Paul Clark, of Rectory Farm, Stanton St John, has beans that look pale and ill, but he is convinced that they will come good if we get a few sunny days. Many other farmers, however, have already written off this year's crop.

Tomatoes grown under glass and poly tunnels are doing well. Not so those grown outside. Mustard-maker Bruce Young, from Shaken Oak Farm, at Hailey, near Witney, has lost 200 tomato plants that he was growing for his pickles and sauces. Courgettes are not responding well to the wet weather either.

So how are we all going to cope when the shortages make themselves felt?

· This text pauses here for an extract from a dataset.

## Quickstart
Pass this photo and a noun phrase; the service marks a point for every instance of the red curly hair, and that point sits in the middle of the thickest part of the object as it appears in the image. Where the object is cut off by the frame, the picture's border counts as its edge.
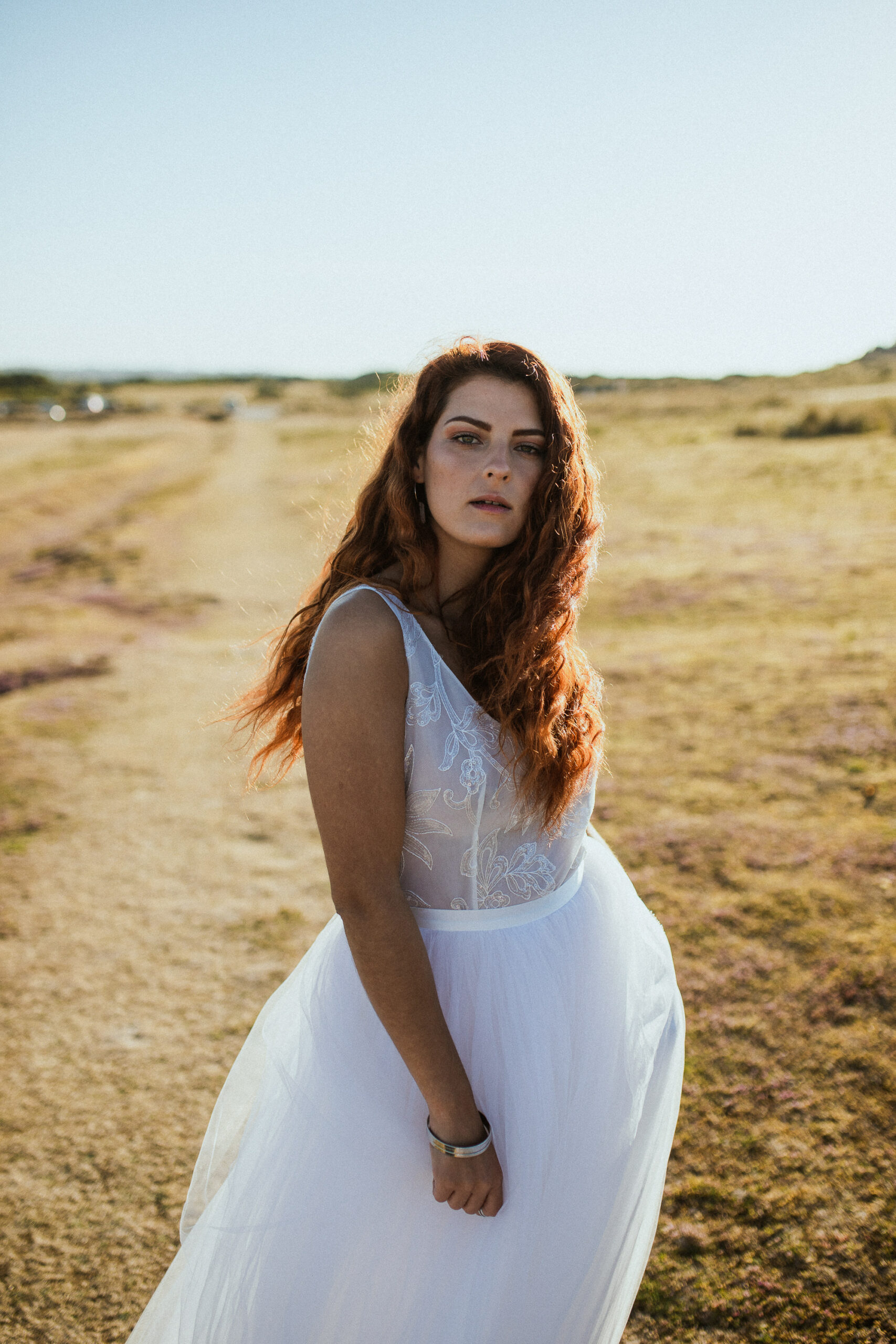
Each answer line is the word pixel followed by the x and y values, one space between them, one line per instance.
pixel 516 631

First, I believe that we must accept that the days of cheap food really are over and that price rises will reflect some of the many hardships our farmers are facing, and have faced, this year. One way of coping with the high prices is to shop more wisely by only purchasing what we need. At the moment, a third of food grown for human consumption in the UK ends up in the rubbish bin. Food industry and government statistics show that each adult wastes at least £420 of food a year. As I see it, we must reduce the amount of food waste, through careful buying and menu planning.

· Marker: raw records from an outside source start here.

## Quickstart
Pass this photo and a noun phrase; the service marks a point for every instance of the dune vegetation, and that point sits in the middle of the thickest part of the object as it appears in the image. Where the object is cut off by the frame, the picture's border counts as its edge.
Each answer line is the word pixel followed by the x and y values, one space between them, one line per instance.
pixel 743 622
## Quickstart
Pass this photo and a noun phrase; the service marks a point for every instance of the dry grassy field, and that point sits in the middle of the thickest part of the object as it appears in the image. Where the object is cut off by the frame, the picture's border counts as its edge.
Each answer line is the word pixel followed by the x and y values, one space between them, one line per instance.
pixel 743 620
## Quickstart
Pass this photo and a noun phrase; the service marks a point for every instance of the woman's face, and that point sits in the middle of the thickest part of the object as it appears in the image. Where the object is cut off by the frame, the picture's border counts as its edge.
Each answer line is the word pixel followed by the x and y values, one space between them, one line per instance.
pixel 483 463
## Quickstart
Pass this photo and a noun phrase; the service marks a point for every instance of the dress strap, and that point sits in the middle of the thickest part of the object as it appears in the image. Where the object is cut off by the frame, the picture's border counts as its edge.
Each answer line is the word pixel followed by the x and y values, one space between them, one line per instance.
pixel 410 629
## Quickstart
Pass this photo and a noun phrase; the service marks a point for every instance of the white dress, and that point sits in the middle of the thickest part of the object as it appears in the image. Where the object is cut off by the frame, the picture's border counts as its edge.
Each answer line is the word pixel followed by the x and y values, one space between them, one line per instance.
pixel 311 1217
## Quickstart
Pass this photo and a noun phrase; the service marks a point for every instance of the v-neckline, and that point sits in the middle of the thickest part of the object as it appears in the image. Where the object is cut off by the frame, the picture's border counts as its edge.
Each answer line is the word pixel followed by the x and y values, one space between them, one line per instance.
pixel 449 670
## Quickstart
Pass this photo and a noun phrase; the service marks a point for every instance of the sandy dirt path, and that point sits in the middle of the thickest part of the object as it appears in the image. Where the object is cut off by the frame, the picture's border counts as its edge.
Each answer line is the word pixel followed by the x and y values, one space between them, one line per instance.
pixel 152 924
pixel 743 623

In a booklet recently published by WRAP (Waste & Resources Action Programme) five simple ways in which we can all help reduce food waste are listed.

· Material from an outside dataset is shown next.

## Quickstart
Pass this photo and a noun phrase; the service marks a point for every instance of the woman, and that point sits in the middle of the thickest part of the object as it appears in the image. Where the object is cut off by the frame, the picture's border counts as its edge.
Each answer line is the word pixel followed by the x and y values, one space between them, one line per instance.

Their advice includes making a shopping list and shopping with particular meals in mind. Their research shows that people who don't plan their weekly shops are far more likely to over-purchase. They urge us to plan meals with the use-by dates in mind. Apparently, 60 per cent of us end up throwing food away because it's passed its use by date. It's worth remembering that the food industry sometimes put very healthy use-by dates on products because of the tight legislation.

There was a time when food was sold without a sell-by date and shoppers were skilled in judging the quality of a product. Obviously, there is no way of assessing ready-made chilled or frozen meals - we really do have to rely on the manufacturers for those products. But when it comes to fruits and vegetables, common sense will usually guide us through.

The WRAP guide also advises us to learn to love leftovers by turning them into another meal. It's a skill that our grandparents certainly mastered at a time when nothing was wasted.

Two bits of advice not listed in the WRAP Guide - but equally effective - have long been offered by me. One is never go shopping for food when you are hungry. It is fatal. You find yourself buying far more than you need. The second is to pause before you buy a two-for-one bargain. Ask yourself if you really need double the amount, as it's only a bargain if you eat both packs. Statistics suggest the second pack is often thrown away. Speaking on the BBC news celebrity chef Antony Worrall Thompson endorsed these suggestions when discussing food waste. He said people were too quick to throw food away.

"There's nothing wrong with mouldy cheeses; just cut the mould off," he said, adding that it was good sense to use leftovers. All that was required to use them up was a bit of time and imagination.

So, as food prices begin to rise, let us begin to treat the food produced under such difficult circumstances this year with respect, buying only what we know we are going to use. That way there will be money over to cope with the higher prices and the land-fill sites won't be filled with rotting food.